Notre intime conviction est qu’en renonçant à un second mandat de 5 ans alors qu’il y avait droit, le Président Macky Sall a définitivement tourné le dos au Pouvoir et son désir ardent est de rendre le tablier à son successeur dans les conditions idoines au bénéfice exclusif du Sénégal.
Dès lors en tant que Gardien de la Constitution et clé de voûte de nos Institutions, il a l’impérieux devoir de les préserver face à des menaces multiformes et dont la plus visible est celle d’aventuriers politiques qui ne comptent que sur « la trilogie des 3M » pour accéder au pouvoir quitte à sacrifier la vie de jeunes à la fleur de l’âge avec la complicité de relais extérieurs intéressés par par nos ressources gazières et pétrolières.
Beaucoup de personnes ont eu vent de ce partage de postes suite à des sondages sortis on ne sait où et prédisant la victoire d’une certaine opposition au 1er tour avec 70 puis 75%. Après les Maires défaillants et corrompus, les Députés immatures, Le Sénégal « Grand, petit Pays » à la pointe la plus occidentale de l’Afrique, objet de beaucoup de convoitises, allait-il inaugurer l’ère des Ministres « baraa yeugoo » et d’un Président laquais d’intérêts étrangers ?
D’aucuns n’ont pas hésité de parler de crise au Sénégal, terme qui renvoie en français à une « situation de trouble profond dans laquelle se trouve la société ou un groupe social et laissant craindre ou espérer un changement profond » tandis que l’étymologie significative renvoie elle au grec « κρίσις », krísis : action de décider, décision ; ce qui est décidé, jugement, issue, dénouement, résultat.
À priori, le terme est utilisé en occultant volontairement les problématiques sous-jacentes comme les acteurs, la nature des pouvoirs de crise, la place du droit dans la crise et le pouvoir juridictionnel.
À l’heure des fausses nouvelles, désinformation et propagandes, c’est à se demander pourquoi une certaine presse et certains acteurs de la société dite civile insistent dans leur communication sur le terme de « crise » ? Ils sont en mission commandée et cela ne trompe personne !
En tout état de cause, le dialogue prôné par SEM Macky Sall, reste la seule option pour l’opposition et tous ceux qui aiment le Sénégal et qui placent ses intérêts supérieurs au-dessus de TOUT.
Ceux qui doutaient encore des solides fondements de notre État et de ses principes démocratiques, en ont eu la preuve car le chaos prédit n’a pas eu lieu. Ils ont encore une fois lâchement préféré envoyer les enfants d’autrui, paix à leurs âmes, à l’abattoir et garder les leurs bien en sécurité chez eux.
Et maintenant, c’est l'hystérie collective quand on découvre que le « demi dieu » est juste un être humain contrairement à l’image qui leur a été vendue.
Ben Yahya SY
Convergence des Cadres Républicains de France

Commentaires
0 commentaire
Laisser un commentaire
Recopiez les lettres afficher ci-dessous : Image de Contrôle

Autres actualités

05 - Juin - 2026

Pastef : Comment va se dérouler le congrès

Pastef tient son congrès samedi prochain. Au menu des assises : l’examen des résolutions et des textes d’orientation juridique du parti. L’élection du...

05 - Juin - 2026

Théodoria Sagna, coordonnatrice de la section de PASTEF Vicenza sonne la mobilisation : « Nous restons debout, fidèles et engagés pour 2029 »

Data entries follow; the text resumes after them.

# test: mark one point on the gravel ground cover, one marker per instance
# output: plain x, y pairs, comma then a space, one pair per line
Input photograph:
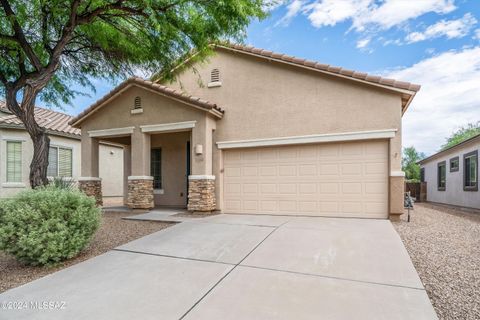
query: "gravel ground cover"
113, 232
444, 245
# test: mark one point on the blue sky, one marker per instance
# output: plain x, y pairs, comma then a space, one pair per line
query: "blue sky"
435, 43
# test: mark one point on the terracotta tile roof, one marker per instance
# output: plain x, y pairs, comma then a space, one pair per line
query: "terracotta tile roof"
53, 121
204, 104
322, 67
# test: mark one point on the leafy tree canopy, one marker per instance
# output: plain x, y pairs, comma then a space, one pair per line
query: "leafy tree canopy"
462, 134
46, 45
409, 163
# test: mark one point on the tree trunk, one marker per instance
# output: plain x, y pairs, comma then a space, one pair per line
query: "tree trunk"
39, 164
41, 142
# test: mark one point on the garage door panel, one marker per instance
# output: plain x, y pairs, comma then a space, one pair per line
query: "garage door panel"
342, 179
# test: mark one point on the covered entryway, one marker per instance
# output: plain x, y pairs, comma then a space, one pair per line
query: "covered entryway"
341, 179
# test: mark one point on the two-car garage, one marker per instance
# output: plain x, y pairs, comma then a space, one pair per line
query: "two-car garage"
341, 179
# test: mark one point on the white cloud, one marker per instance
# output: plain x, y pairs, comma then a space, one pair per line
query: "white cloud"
330, 12
362, 43
449, 97
477, 34
370, 13
449, 28
394, 12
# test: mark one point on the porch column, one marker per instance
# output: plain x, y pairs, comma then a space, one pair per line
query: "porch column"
89, 182
201, 183
127, 171
140, 183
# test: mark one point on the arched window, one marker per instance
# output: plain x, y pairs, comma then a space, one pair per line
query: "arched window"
138, 103
215, 75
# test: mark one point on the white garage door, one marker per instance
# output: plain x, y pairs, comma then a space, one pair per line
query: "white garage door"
337, 179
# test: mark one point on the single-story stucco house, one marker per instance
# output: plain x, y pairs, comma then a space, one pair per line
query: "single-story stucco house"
16, 151
257, 132
452, 175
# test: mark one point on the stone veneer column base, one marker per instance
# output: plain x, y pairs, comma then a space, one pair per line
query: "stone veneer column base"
140, 192
397, 193
92, 187
201, 193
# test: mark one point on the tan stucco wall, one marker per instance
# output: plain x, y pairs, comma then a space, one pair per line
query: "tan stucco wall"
265, 99
109, 165
454, 193
261, 99
174, 168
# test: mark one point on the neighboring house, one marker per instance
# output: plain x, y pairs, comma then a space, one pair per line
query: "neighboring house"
16, 151
452, 175
251, 131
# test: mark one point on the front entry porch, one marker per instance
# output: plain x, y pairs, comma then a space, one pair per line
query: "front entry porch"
165, 165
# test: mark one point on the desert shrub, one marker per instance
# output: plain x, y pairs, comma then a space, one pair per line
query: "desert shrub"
47, 225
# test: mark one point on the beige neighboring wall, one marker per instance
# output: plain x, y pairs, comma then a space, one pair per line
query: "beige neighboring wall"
110, 164
265, 99
8, 189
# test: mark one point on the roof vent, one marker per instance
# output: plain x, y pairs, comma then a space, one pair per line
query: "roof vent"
214, 78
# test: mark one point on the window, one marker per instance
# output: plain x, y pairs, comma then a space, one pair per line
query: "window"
14, 161
59, 162
454, 164
470, 172
137, 103
156, 167
215, 75
441, 175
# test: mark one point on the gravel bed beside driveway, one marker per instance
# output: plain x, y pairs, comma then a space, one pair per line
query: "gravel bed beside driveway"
444, 245
114, 231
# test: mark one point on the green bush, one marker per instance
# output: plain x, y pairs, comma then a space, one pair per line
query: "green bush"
47, 225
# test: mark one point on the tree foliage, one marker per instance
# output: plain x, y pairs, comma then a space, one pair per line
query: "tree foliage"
46, 45
462, 134
409, 163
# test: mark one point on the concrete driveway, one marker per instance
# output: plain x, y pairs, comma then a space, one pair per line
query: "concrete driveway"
238, 267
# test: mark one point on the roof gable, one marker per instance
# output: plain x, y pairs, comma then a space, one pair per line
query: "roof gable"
406, 89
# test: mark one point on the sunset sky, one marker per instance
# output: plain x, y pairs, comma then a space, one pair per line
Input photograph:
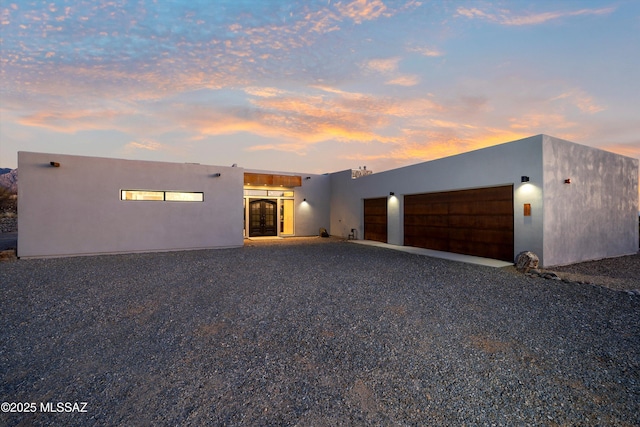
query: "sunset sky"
315, 86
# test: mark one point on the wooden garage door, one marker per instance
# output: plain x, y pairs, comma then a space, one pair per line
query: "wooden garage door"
375, 219
472, 222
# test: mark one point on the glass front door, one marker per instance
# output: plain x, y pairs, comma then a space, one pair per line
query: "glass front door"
263, 218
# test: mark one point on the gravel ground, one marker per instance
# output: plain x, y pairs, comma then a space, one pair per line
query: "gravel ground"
312, 332
617, 273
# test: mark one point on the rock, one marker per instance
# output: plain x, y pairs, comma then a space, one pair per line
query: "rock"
526, 261
8, 255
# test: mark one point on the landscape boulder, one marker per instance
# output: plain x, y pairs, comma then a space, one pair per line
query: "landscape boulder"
526, 261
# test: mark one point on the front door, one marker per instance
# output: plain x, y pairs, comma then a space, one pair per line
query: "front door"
263, 218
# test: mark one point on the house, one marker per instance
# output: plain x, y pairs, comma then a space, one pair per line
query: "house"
564, 201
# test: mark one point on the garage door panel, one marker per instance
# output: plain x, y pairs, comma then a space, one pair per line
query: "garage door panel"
427, 220
375, 219
426, 208
475, 222
428, 242
436, 232
488, 207
481, 221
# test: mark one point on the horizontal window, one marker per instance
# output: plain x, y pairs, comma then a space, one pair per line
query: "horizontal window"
269, 193
160, 196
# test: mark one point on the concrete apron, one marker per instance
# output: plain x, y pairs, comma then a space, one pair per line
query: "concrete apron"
469, 259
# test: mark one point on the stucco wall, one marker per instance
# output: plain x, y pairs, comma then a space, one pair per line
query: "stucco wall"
76, 209
498, 165
313, 213
596, 215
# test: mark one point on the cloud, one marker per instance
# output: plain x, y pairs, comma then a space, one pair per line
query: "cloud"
144, 145
362, 10
406, 80
426, 51
72, 121
583, 101
506, 17
384, 66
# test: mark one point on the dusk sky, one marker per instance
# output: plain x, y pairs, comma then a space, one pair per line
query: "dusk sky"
315, 86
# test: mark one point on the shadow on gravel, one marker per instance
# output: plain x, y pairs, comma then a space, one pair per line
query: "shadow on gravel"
310, 334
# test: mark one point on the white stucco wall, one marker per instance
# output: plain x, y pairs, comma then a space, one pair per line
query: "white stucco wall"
596, 215
75, 209
312, 214
503, 164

La ville de Vicenza, située dans la région de Vénétie au nord de l’Italie, a accueilli le 31 mai 2026 une importante rencontre politique initiée par les...

05 - Juin - 2026

Ministère de l'Energie : Un expert minier démissionne et réaffirme sa fidélité à Sonko

La vague de démissions se poursuit depuis le départ d’Ousmane Sonko de la Primature. Le dernier en date est celui de Samba Tall Sarr, expert minier, qui a annoncé sa...

05 - Juin - 2026

Gouvernement : Le projet Pastef est un échec, selon l'Apr

Le Secrétariat exécutif national (SEN) de l’Alliance pour la République (APR) est monté au créneau pour commenter la situation politique actuelle...

05 - Juin - 2026

L’INDÉCENCE DE LA POLITISATION DU CENTENAIRE D’ABDOULAYE WADE (Par Mohamed GASSAMA)

En panne sèche, des chercheurs de voix ou d’appareil politique, qui cherchent depuis belle lurette à exister sur le plan national, ont cru bon de profiter du centenaire du...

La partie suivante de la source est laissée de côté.